Dikutip dari pendapat Piet, pada artikelnya Ruastiti menuliskan bahwa semenjak kedatangan wisatawan ke Bali, masyarakat Bali mulai berfikir waktu adalah uang, artinya semenjak mendapatkan pendidikan, masyarakat Bali mulai berfikir rasional. Ramainya wisatawan berkunjung ke Bali, membuat masyarakat Bali menciptakan sesuatu yang memiliki nilai tukar/komoditi. Komoditi mempunyai nilai ganda, yaitu nilai pakai (use value) dan nilai tukar (exchange value).

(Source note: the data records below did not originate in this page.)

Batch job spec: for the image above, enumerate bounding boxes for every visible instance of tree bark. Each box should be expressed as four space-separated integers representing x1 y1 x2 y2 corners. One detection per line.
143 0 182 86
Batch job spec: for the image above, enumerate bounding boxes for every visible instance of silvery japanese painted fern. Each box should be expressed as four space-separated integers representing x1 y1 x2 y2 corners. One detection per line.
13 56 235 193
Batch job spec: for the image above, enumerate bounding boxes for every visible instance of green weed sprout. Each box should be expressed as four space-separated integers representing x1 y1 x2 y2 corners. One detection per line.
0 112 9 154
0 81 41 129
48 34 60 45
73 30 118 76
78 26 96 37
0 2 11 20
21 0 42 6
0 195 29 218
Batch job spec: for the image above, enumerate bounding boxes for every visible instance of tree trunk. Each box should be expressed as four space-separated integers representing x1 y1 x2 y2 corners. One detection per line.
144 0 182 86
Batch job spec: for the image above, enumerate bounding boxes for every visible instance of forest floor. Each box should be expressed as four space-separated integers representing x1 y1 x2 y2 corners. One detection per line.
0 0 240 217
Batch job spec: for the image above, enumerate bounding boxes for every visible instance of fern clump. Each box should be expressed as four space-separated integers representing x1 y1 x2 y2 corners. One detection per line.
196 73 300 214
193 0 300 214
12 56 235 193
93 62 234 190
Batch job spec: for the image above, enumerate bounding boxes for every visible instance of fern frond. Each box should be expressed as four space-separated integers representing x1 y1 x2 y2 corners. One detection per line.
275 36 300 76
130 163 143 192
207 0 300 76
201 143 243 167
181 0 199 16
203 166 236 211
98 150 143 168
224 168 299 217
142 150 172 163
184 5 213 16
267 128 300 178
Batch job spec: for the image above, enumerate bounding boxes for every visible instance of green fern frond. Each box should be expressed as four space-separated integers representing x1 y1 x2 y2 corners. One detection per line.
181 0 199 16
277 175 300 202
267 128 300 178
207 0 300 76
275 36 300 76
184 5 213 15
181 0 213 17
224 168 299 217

Keragaman etnik yang membawa kekayaan budaya tidak ternilai harganya. Hal ini juga ikut menjadi corak ragam budaya yang mempengaruhinya. Oleh sebab itu, dalam memberikan ciri dan bentuk kemasan wisata dari etnik budayanya juga terjadi keragaman yang tidak dapat dipungkiri. Dengan demikian corak budaya dan ragam etnik yang ada menjadi bentuk kemasan wisata yang dapat digunakan sebagai bentuk seni pertunjukan yang dapat digunakan sebagai paket wisata. Industri kreatif adalah bagian dari ekonomi kreatif yang bertujuan untuk upaya mencari pembangunan yang berkelanjutan melalui kreativitas (Ni Made Ruastiti: 2010: 45). Berkaitan dengan hal tesebut, pengkemasan tari kecak menjadi bentuk pertunjukan baru merupakan hasil kreativitas guna memberikan inovasi dalam penjajiannya.

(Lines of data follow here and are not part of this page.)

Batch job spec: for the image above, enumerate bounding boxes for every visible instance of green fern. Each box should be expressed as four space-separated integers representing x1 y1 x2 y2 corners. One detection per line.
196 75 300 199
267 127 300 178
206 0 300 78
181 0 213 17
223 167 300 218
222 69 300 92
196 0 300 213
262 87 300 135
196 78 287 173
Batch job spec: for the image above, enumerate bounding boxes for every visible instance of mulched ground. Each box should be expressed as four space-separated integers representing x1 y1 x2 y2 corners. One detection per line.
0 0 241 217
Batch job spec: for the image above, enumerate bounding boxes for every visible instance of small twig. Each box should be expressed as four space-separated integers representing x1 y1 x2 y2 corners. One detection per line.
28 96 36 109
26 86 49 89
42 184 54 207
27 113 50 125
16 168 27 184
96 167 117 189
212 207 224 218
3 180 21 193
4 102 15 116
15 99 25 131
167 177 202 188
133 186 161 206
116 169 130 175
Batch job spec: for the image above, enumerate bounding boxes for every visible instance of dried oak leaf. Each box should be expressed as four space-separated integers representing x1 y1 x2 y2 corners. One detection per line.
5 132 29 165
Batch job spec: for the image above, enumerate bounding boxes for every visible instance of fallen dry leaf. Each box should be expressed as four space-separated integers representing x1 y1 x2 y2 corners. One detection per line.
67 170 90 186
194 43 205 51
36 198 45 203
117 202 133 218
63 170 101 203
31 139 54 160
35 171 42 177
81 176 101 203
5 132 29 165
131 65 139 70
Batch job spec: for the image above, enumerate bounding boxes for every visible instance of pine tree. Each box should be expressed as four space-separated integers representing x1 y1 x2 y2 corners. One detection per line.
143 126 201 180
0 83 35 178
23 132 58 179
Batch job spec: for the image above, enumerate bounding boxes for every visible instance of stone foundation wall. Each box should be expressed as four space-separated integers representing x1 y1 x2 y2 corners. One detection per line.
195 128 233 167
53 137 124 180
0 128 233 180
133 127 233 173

Kecak adalah pertunjukan tarian seni khas Bali yang lebih utama menceritakan mengenai Ramayana dan dimainkan terutama oleh laki-laki. Tarian ini dipertunjukkan oleh banyak (puluhan atau lebih) penari laki-laki yang duduk berbaris melingkar dan dengan irama tertentu menyerukan “cak” dan mengangkat kedua lengan, menggambarkan kisah Ramayana saat barisan kera membantu Rama melawan Rahwana. Namun, Kecak berasal dari ritual sanghyang, yaitu tradisi tarian yang penarinya akan berada pada kondisi tidak sadar, melakukan komunikasi dengan Tuhan atau roh para leluhur dan kemudian menyampaikan harapan-harapannya kepada masyarakat. Para penari yang duduk melingkar tersebut mengenakan kain kotak-kotak seperti papan catur melingkari pinggang mereka. Selain para penari itu, ada pula para penari lain yang memerankan tokoh-tokoh Ramayana seperti Rama, Shinta, Rahwana, Hanoman, dan Sugriwa.

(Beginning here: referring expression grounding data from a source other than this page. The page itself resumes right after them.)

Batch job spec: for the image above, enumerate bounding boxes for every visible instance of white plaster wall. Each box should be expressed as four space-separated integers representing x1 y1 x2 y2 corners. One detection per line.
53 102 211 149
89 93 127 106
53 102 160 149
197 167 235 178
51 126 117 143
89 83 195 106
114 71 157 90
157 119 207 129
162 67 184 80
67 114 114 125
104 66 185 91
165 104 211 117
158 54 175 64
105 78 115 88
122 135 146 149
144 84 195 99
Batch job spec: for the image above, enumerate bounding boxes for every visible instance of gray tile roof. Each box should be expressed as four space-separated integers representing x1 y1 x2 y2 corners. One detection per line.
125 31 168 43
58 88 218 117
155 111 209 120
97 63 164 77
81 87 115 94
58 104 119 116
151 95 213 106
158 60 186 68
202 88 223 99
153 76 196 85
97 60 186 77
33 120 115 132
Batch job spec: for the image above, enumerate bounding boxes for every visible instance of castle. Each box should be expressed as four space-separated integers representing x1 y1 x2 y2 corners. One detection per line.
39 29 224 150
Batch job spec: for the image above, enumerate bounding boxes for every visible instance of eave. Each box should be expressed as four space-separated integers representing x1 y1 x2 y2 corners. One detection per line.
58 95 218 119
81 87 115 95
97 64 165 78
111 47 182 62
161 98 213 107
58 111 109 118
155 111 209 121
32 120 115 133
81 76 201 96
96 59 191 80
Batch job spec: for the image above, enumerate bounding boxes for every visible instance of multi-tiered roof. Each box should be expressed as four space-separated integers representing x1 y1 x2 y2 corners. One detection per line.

Lagu tari Kecak diambil dari ritual tarian sanghyang. Selain itu, tidak digunakan alat musik. Hanya digunakan kincringan yang dikenakan pada kaki penari yang memerankan tokoh-tokoh Ramayana. Sekitar tahun 1930-an Wayan Limbak bekerja sama dengan pelukis Jerman Walter Spies menciptakan tari Kecak berdasarkan tradisi Sanghyang dan bagian-bagian kisah Ramayana. Wayan Limbak memopulerkan tari ini saat berkeliling dunia bersama rombongan penari Bali-nya.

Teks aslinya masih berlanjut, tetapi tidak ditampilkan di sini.